Methods: We reviewed the relevant laws and guidelines of Japan and other major developed countries, including the United States (US), the United Kingdom (UK), France, and Germany, policies of academic institutions and academic societies, editorial policies of major medical journals, and the academic literature. We then described and summarized the current situation of the regulatory framework for case reports (whether they were applicable to research), and the regulations and requirements related to the protection of personal information in case reports, in each country.
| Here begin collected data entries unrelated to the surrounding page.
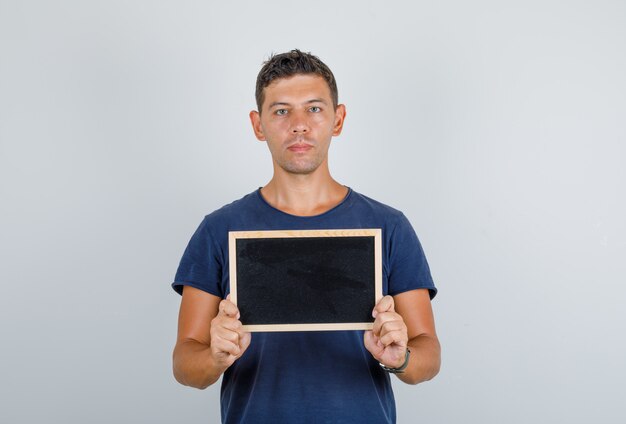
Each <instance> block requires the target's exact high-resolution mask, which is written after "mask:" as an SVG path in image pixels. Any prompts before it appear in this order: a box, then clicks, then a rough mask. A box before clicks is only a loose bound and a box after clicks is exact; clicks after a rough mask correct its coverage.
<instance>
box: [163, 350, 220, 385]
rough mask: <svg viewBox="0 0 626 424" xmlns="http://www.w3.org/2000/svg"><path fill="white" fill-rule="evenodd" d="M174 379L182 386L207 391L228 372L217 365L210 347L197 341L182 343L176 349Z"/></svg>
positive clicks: (175, 353)
mask: <svg viewBox="0 0 626 424" xmlns="http://www.w3.org/2000/svg"><path fill="white" fill-rule="evenodd" d="M173 364H174V378H176V381H178V382H179V383H180V384H183V385H185V386H191V387H195V388H197V389H206V388H207V387H209V386H210V385H212V384H213V383H215V382H216V381H217V380H219V378H220V376H221V375H222V374H223V373H224V371H226V368H224V367H223V366H220V365H217V364H215V362H214V361H213V358H212V356H211V351H210V347H209V346H207V345H206V344H203V343H200V342H197V341H195V340H186V341H183V342H180V343H178V344H177V345H176V347H175V348H174V355H173Z"/></svg>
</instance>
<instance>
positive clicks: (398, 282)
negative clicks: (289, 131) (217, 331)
mask: <svg viewBox="0 0 626 424" xmlns="http://www.w3.org/2000/svg"><path fill="white" fill-rule="evenodd" d="M358 228H380V229H381V230H382V257H383V294H385V295H386V294H390V295H396V294H399V293H402V292H405V291H408V290H414V289H428V290H429V292H430V296H431V298H432V297H434V296H435V294H436V293H437V289H436V288H435V286H434V284H433V280H432V277H431V275H430V270H429V268H428V263H427V262H426V258H425V256H424V252H423V250H422V247H421V245H420V242H419V240H418V239H417V236H416V235H415V231H413V228H412V227H411V224H410V223H409V221H408V220H407V219H406V217H405V216H404V215H403V214H402V213H401V212H399V211H397V210H395V209H393V208H391V207H389V206H386V205H384V204H382V203H380V202H377V201H375V200H372V199H370V198H368V197H366V196H363V195H361V194H359V193H356V192H355V191H353V190H351V189H350V190H349V191H348V194H347V196H346V198H345V199H344V200H343V201H342V202H341V203H340V204H339V205H337V206H336V207H334V208H333V209H331V210H329V211H327V212H325V213H323V214H321V215H316V216H311V217H301V216H295V215H290V214H287V213H284V212H282V211H280V210H278V209H276V208H274V207H272V206H271V205H270V204H269V203H267V202H266V201H265V199H263V196H262V195H261V192H260V190H256V191H254V192H252V193H250V194H248V195H246V196H244V197H243V198H241V199H239V200H237V201H235V202H233V203H231V204H229V205H226V206H224V207H222V208H220V209H218V210H216V211H215V212H213V213H211V214H210V215H207V216H206V217H205V218H204V220H203V221H202V223H201V224H200V226H199V227H198V229H197V230H196V232H195V233H194V235H193V237H192V238H191V241H190V242H189V245H188V246H187V249H186V250H185V253H184V254H183V257H182V259H181V262H180V265H179V267H178V271H177V272H176V277H175V279H174V283H173V284H172V287H173V288H174V290H176V291H177V292H178V293H182V290H183V286H192V287H195V288H198V289H200V290H204V291H206V292H208V293H211V294H213V295H215V296H218V297H221V298H225V297H226V296H227V295H228V293H229V292H230V287H229V266H228V265H229V264H228V232H229V231H255V230H256V231H262V230H324V229H328V230H333V229H358ZM221 412H222V422H224V423H227V424H230V423H273V424H280V423H359V424H365V423H376V424H380V423H395V421H396V409H395V402H394V397H393V392H392V389H391V382H390V379H389V375H388V374H387V373H386V372H385V371H384V370H382V369H381V368H380V366H379V365H378V362H377V361H376V360H375V359H374V358H373V357H372V355H371V354H370V353H369V352H368V351H367V349H365V347H364V345H363V331H310V332H284V333H253V334H252V342H251V344H250V346H249V347H248V349H247V350H246V352H245V353H244V355H243V356H242V357H241V358H239V359H238V360H237V361H236V362H235V363H234V364H233V365H232V366H231V367H230V368H229V369H228V370H226V372H225V373H224V376H223V379H222V389H221Z"/></svg>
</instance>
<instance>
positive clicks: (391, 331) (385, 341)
mask: <svg viewBox="0 0 626 424" xmlns="http://www.w3.org/2000/svg"><path fill="white" fill-rule="evenodd" d="M408 341H409V340H408V337H407V336H406V333H404V332H403V331H390V332H388V333H386V334H385V335H384V336H381V338H380V342H381V343H382V344H383V346H390V345H393V344H396V345H398V346H402V347H406V345H407V343H408Z"/></svg>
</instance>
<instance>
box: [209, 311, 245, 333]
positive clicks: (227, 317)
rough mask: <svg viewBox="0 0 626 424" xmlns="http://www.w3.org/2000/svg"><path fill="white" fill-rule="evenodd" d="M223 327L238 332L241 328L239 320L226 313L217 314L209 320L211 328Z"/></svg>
mask: <svg viewBox="0 0 626 424" xmlns="http://www.w3.org/2000/svg"><path fill="white" fill-rule="evenodd" d="M220 328H224V329H227V330H230V331H235V332H240V331H241V330H242V324H241V321H239V320H238V319H236V318H231V317H229V316H226V315H218V316H217V317H215V318H213V321H212V322H211V329H212V330H213V329H220Z"/></svg>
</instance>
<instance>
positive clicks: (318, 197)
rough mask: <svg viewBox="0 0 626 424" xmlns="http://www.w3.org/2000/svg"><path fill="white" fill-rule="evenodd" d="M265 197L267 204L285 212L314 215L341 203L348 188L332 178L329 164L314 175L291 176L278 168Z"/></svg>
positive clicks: (298, 214) (320, 213) (315, 214)
mask: <svg viewBox="0 0 626 424" xmlns="http://www.w3.org/2000/svg"><path fill="white" fill-rule="evenodd" d="M261 194H262V195H263V198H264V199H265V201H266V202H268V203H269V204H270V205H272V206H273V207H275V208H276V209H278V210H281V211H283V212H285V213H288V214H291V215H298V216H314V215H319V214H322V213H324V212H326V211H328V210H330V209H332V208H334V207H335V206H337V205H338V204H339V203H341V202H342V201H343V199H344V198H345V197H346V195H347V194H348V189H347V188H346V187H345V186H343V185H341V184H339V183H338V182H337V181H335V180H334V179H333V178H332V177H331V175H330V172H329V171H328V165H327V163H324V164H322V165H321V166H320V167H319V168H318V169H316V170H315V171H314V172H312V173H310V174H290V173H288V172H286V171H284V170H283V169H282V168H280V167H278V166H276V165H274V176H273V177H272V179H271V180H270V182H269V183H267V185H266V186H265V187H263V188H262V189H261Z"/></svg>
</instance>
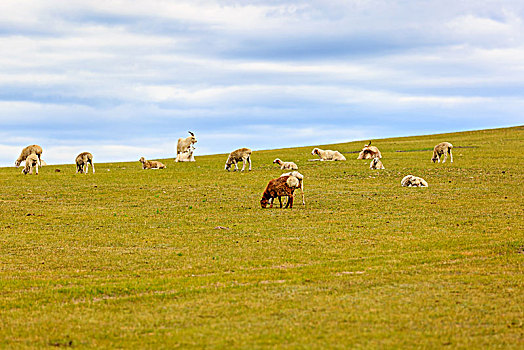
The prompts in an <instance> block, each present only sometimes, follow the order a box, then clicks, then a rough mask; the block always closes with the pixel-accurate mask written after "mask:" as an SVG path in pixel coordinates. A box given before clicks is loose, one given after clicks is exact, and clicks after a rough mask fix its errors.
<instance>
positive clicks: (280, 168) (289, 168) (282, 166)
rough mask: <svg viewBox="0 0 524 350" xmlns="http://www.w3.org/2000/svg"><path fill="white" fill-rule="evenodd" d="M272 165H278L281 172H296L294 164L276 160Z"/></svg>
mask: <svg viewBox="0 0 524 350" xmlns="http://www.w3.org/2000/svg"><path fill="white" fill-rule="evenodd" d="M273 164H278V165H280V169H281V170H298V165H296V164H295V163H294V162H283V161H281V160H280V159H278V158H277V159H275V160H274V161H273Z"/></svg>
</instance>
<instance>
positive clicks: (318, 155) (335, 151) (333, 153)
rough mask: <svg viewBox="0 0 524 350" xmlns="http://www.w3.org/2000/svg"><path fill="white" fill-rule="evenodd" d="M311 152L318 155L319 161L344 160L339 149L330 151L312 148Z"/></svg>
mask: <svg viewBox="0 0 524 350" xmlns="http://www.w3.org/2000/svg"><path fill="white" fill-rule="evenodd" d="M311 154H316V155H318V156H319V157H320V160H321V161H326V160H333V161H335V160H346V157H344V156H343V155H342V153H340V152H339V151H332V150H321V149H320V148H313V151H311Z"/></svg>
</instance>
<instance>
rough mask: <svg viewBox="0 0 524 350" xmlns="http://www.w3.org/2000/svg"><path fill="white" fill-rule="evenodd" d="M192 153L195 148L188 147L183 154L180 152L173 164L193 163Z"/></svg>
mask: <svg viewBox="0 0 524 350" xmlns="http://www.w3.org/2000/svg"><path fill="white" fill-rule="evenodd" d="M194 151H195V147H193V145H189V148H188V149H187V150H186V151H185V152H182V153H180V154H178V155H177V156H176V159H175V162H194V161H195V157H194V156H193V152H194Z"/></svg>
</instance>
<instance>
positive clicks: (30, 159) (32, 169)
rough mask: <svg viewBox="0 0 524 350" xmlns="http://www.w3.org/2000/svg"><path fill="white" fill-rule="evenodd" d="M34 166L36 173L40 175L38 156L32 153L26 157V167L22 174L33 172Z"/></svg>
mask: <svg viewBox="0 0 524 350" xmlns="http://www.w3.org/2000/svg"><path fill="white" fill-rule="evenodd" d="M33 168H34V169H35V175H38V156H37V155H36V154H34V153H31V154H30V155H28V156H27V158H26V159H25V167H24V169H22V174H24V175H27V174H30V175H31V174H33Z"/></svg>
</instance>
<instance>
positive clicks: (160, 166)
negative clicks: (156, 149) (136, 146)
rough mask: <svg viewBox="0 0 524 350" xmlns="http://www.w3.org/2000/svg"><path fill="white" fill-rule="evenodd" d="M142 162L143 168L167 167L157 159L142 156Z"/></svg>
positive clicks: (140, 161) (155, 167)
mask: <svg viewBox="0 0 524 350" xmlns="http://www.w3.org/2000/svg"><path fill="white" fill-rule="evenodd" d="M139 162H140V163H142V169H165V168H166V166H165V165H164V164H162V163H161V162H159V161H157V160H146V159H145V158H144V157H141V158H140V160H139Z"/></svg>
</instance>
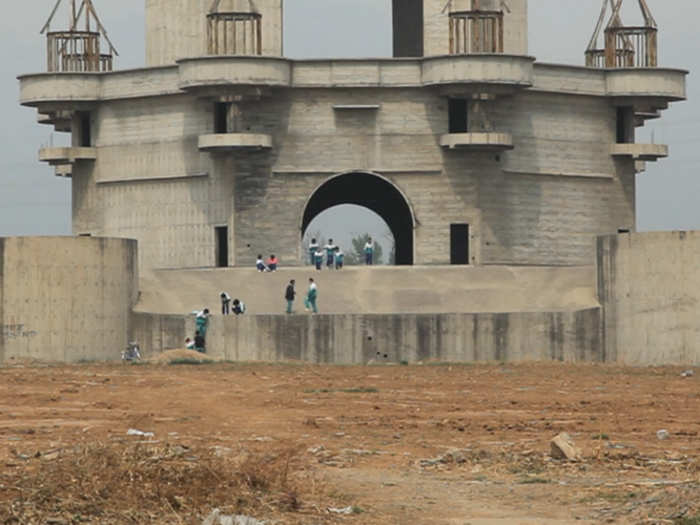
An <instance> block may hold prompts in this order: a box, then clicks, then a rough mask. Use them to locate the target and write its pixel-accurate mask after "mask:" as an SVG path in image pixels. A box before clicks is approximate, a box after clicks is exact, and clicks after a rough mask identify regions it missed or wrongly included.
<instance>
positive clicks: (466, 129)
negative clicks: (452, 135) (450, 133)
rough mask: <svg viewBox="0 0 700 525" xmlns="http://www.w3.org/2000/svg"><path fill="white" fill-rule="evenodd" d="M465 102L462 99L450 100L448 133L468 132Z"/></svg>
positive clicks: (466, 103) (464, 99) (465, 102)
mask: <svg viewBox="0 0 700 525" xmlns="http://www.w3.org/2000/svg"><path fill="white" fill-rule="evenodd" d="M467 108H468V106H467V101H466V100H465V99H463V98H451V99H450V109H449V111H450V133H466V132H467V131H468V128H469V126H468V123H467V120H468V119H467V117H468V114H467V111H469V110H468V109H467Z"/></svg>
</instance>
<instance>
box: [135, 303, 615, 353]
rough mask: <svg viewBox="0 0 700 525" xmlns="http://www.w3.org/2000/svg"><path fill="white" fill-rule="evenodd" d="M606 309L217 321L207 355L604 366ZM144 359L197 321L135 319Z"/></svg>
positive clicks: (239, 317)
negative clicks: (487, 313)
mask: <svg viewBox="0 0 700 525" xmlns="http://www.w3.org/2000/svg"><path fill="white" fill-rule="evenodd" d="M599 320H600V310H599V309H598V308H592V309H589V310H580V311H575V312H520V313H503V314H402V315H318V316H310V315H294V316H285V315H255V316H253V315H245V316H240V317H236V316H229V317H222V316H214V317H212V318H211V321H210V324H209V330H208V331H207V353H208V355H209V356H211V357H212V358H214V359H221V360H227V361H269V362H275V361H290V360H300V361H306V362H312V363H329V364H363V363H367V362H368V361H370V360H374V361H376V362H389V363H399V362H401V361H407V362H411V363H415V362H419V361H423V362H479V361H486V362H488V361H502V362H517V361H552V360H554V361H566V362H596V361H600V360H601V356H600V336H599ZM134 327H135V330H134V339H136V340H137V341H139V343H140V344H141V349H142V350H143V352H144V354H145V355H150V354H153V353H158V352H161V351H163V350H167V349H169V348H178V347H180V348H181V347H182V344H183V343H182V341H183V339H181V338H180V339H178V340H175V339H174V338H173V337H172V334H178V335H179V336H180V337H182V336H184V334H185V333H187V334H190V337H192V335H191V334H193V333H194V320H193V318H192V317H191V316H190V317H185V316H180V317H179V318H178V317H176V316H167V315H165V316H164V315H159V314H147V313H144V314H135V315H134Z"/></svg>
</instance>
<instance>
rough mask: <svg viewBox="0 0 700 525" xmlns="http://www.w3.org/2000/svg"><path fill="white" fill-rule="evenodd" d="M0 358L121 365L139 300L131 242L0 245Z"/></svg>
mask: <svg viewBox="0 0 700 525" xmlns="http://www.w3.org/2000/svg"><path fill="white" fill-rule="evenodd" d="M0 246H2V251H0V255H1V256H2V257H1V258H0V268H2V271H3V274H2V279H0V284H1V287H0V288H1V289H0V298H1V301H0V313H1V314H2V317H1V318H0V321H1V323H2V332H3V334H2V341H3V345H2V348H3V351H2V354H0V357H2V359H3V360H4V361H9V360H10V359H38V360H42V361H66V362H75V361H79V360H81V359H89V360H114V359H119V355H120V351H121V350H123V349H124V348H125V347H126V344H127V342H128V335H129V331H130V313H131V309H132V308H133V306H134V305H135V304H136V300H137V298H138V270H137V255H136V241H130V240H127V239H106V238H69V237H53V238H48V237H44V238H42V237H16V238H7V239H0Z"/></svg>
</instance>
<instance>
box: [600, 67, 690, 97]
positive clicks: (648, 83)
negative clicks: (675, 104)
mask: <svg viewBox="0 0 700 525" xmlns="http://www.w3.org/2000/svg"><path fill="white" fill-rule="evenodd" d="M687 75H688V72H687V71H684V70H682V69H662V68H648V69H639V68H634V69H610V70H607V71H606V72H605V82H606V86H607V94H608V96H611V97H624V98H634V99H645V100H659V101H662V102H665V103H666V104H668V102H673V101H678V100H685V99H686V76H687Z"/></svg>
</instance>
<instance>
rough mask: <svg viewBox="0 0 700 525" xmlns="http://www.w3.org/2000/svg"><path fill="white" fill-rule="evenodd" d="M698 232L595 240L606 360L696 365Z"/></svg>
mask: <svg viewBox="0 0 700 525" xmlns="http://www.w3.org/2000/svg"><path fill="white" fill-rule="evenodd" d="M699 260H700V232H659V233H636V234H624V235H615V236H606V237H600V238H599V239H598V290H599V292H598V293H599V298H600V301H601V304H602V305H603V313H604V316H603V325H602V329H603V333H604V350H605V357H606V360H607V361H610V362H617V363H625V364H629V365H651V364H657V365H660V364H687V365H691V364H693V365H698V364H700V315H698V314H699V312H700V265H698V261H699Z"/></svg>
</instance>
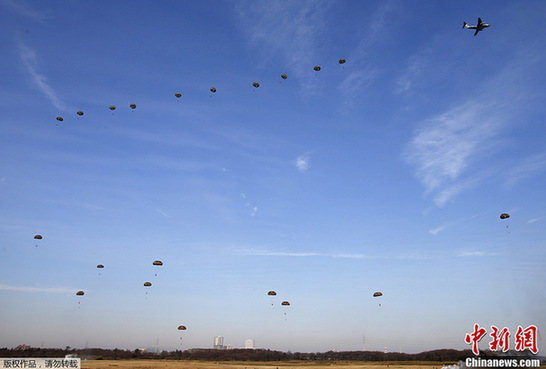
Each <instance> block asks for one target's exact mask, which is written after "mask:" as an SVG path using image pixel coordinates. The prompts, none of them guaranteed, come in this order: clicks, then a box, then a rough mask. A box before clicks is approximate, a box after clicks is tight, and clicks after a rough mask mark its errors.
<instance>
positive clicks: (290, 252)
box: [240, 249, 370, 259]
mask: <svg viewBox="0 0 546 369" xmlns="http://www.w3.org/2000/svg"><path fill="white" fill-rule="evenodd" d="M240 253H242V254H244V255H254V256H279V257H330V258H347V259H368V258H370V257H368V256H366V255H363V254H344V253H342V254H338V253H320V252H290V251H269V250H261V249H245V250H240Z"/></svg>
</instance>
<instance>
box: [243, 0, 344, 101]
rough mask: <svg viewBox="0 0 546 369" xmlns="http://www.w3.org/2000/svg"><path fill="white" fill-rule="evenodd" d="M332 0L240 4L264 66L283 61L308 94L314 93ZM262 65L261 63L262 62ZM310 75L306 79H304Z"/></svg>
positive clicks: (304, 0) (262, 2)
mask: <svg viewBox="0 0 546 369" xmlns="http://www.w3.org/2000/svg"><path fill="white" fill-rule="evenodd" d="M332 4H334V2H333V1H329V0H319V1H316V0H299V1H292V0H276V1H269V0H251V1H239V2H237V6H236V11H237V12H238V15H239V22H240V26H241V29H242V31H243V32H244V34H245V36H246V37H247V39H248V40H249V45H250V47H252V48H253V50H254V51H255V55H258V58H259V60H260V61H262V63H269V62H271V60H275V59H276V58H280V59H281V61H282V62H284V63H285V64H286V65H287V66H288V68H287V69H288V70H287V71H285V73H287V74H288V75H289V78H290V75H291V74H296V75H298V77H299V79H300V82H301V86H302V88H304V89H305V92H306V93H312V92H313V91H314V87H315V84H316V83H317V78H312V77H311V76H312V73H310V72H312V70H310V69H309V68H310V66H313V65H314V60H316V59H317V55H318V53H319V51H318V50H319V48H320V45H321V37H322V36H324V35H323V32H324V27H323V26H322V25H323V24H324V23H325V22H326V20H327V16H328V11H329V8H330V6H331V5H332ZM258 63H259V61H258ZM305 75H307V76H309V77H308V78H307V79H305V80H302V79H301V77H303V76H305Z"/></svg>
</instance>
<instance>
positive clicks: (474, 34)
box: [463, 18, 491, 36]
mask: <svg viewBox="0 0 546 369" xmlns="http://www.w3.org/2000/svg"><path fill="white" fill-rule="evenodd" d="M489 26H491V25H490V24H487V23H484V22H482V20H481V18H478V24H477V25H475V26H470V25H468V24H467V23H466V22H464V23H463V28H468V29H475V30H476V33H474V36H476V35H477V34H478V32H480V31H483V30H484V29H485V28H487V27H489Z"/></svg>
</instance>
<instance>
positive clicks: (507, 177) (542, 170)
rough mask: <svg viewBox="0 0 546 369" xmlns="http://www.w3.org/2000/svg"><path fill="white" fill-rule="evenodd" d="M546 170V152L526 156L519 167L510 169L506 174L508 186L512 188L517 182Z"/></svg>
mask: <svg viewBox="0 0 546 369" xmlns="http://www.w3.org/2000/svg"><path fill="white" fill-rule="evenodd" d="M544 170H546V152H542V153H539V154H536V155H532V156H530V157H527V158H525V159H524V160H523V161H522V162H521V163H520V164H519V165H518V166H517V167H515V168H514V169H512V170H511V171H509V173H508V175H507V176H506V177H507V178H508V179H507V181H506V186H507V187H509V188H511V187H513V186H514V185H515V184H516V183H517V182H519V181H521V180H523V179H525V178H527V177H530V176H532V175H534V174H536V173H538V172H540V171H544Z"/></svg>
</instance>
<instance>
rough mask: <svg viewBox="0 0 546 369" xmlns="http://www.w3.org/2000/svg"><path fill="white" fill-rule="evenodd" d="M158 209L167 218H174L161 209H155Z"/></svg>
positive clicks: (160, 213)
mask: <svg viewBox="0 0 546 369" xmlns="http://www.w3.org/2000/svg"><path fill="white" fill-rule="evenodd" d="M155 210H157V212H158V213H159V214H161V215H163V216H164V217H165V218H172V217H171V216H170V215H169V214H167V213H165V212H164V211H162V210H161V209H155Z"/></svg>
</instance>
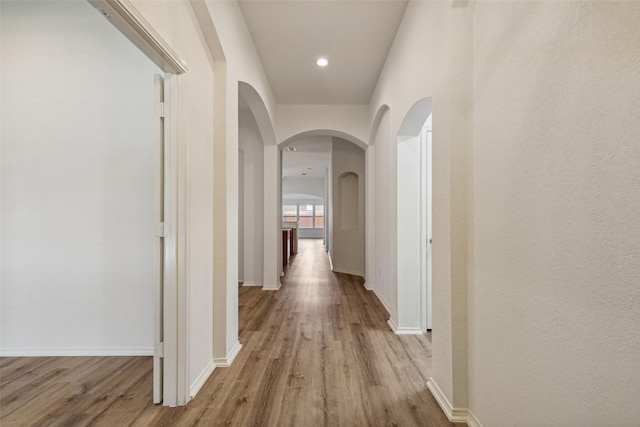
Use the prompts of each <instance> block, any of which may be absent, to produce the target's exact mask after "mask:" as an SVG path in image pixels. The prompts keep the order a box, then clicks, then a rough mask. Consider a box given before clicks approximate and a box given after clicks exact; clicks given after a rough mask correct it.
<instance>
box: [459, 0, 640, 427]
mask: <svg viewBox="0 0 640 427" xmlns="http://www.w3.org/2000/svg"><path fill="white" fill-rule="evenodd" d="M638 22H640V4H639V3H637V2H612V3H600V2H560V3H547V2H513V3H504V2H503V3H500V4H490V3H488V2H478V3H477V5H476V6H475V8H474V10H473V24H474V31H473V68H472V75H473V87H474V93H473V105H474V109H473V165H472V167H471V173H472V174H473V175H472V177H473V201H472V203H473V219H472V222H473V225H472V229H473V233H472V235H471V236H470V239H471V241H470V247H471V249H472V251H473V258H472V259H471V263H470V267H471V271H472V272H473V280H471V282H470V285H469V405H470V408H471V409H472V411H473V412H474V413H475V415H476V416H477V417H478V419H479V420H480V421H482V422H483V423H484V424H485V425H507V424H511V425H513V424H514V423H517V422H519V423H520V424H521V425H581V426H600V425H628V424H634V423H637V422H638V419H640V409H638V401H640V400H639V399H640V358H638V357H637V356H638V354H640V335H639V334H638V330H639V328H640V315H639V314H640V286H638V285H639V284H640V221H638V212H640V191H639V190H640V187H639V186H638V184H639V183H640V139H639V136H640V122H639V121H638V117H639V114H640V80H639V78H638V76H639V74H638V70H640V51H639V50H638V47H639V46H640V29H639V27H638Z"/></svg>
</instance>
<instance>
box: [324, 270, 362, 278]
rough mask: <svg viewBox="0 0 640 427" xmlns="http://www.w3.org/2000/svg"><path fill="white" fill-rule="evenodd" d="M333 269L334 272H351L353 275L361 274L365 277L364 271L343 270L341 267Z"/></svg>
mask: <svg viewBox="0 0 640 427" xmlns="http://www.w3.org/2000/svg"><path fill="white" fill-rule="evenodd" d="M331 271H333V272H334V273H342V274H349V275H351V276H360V277H363V278H364V273H362V272H355V271H352V270H343V269H341V268H332V269H331Z"/></svg>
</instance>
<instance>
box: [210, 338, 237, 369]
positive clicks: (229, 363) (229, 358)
mask: <svg viewBox="0 0 640 427" xmlns="http://www.w3.org/2000/svg"><path fill="white" fill-rule="evenodd" d="M241 349H242V344H240V341H236V343H235V345H234V346H233V348H232V349H231V351H230V352H229V354H227V356H226V357H216V358H214V359H213V362H214V363H215V365H216V366H218V367H220V368H228V367H229V366H231V364H232V363H233V360H234V359H235V358H236V356H237V355H238V353H240V350H241Z"/></svg>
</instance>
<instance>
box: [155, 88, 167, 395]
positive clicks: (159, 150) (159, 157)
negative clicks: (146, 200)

Results: Case reports were considered to represent “medical care” or “activity other than research” in Japan, US, and the UK, according to legislation/guidelines, and were not regarded as research. In France and Germany, there were no explicit references to case reports in the legislation/guidelines. In all countries, when conducting case reports, regulations on research, including approval by a research ethics committee, were not applied, in general. However, the application status of the rules varied depending on the purpose of the case report (whether or not it was for research purposes) and the policy of the facility. Regarding the protection of patient personal information, the process of de-identification and consent was stipulated by laws and relevant guidelines in all countries. Similar procedures were also applied to academic journals and societies.
Conclusion: While case reports were generally conducted without applying regulations concerning research, in some cases, they may be undertaken for research purposes. It is desirable to define and classify case reports in light of the environment surrounding medical care and research, in order to establish a regulatory framework that considers the aims and content of case reports.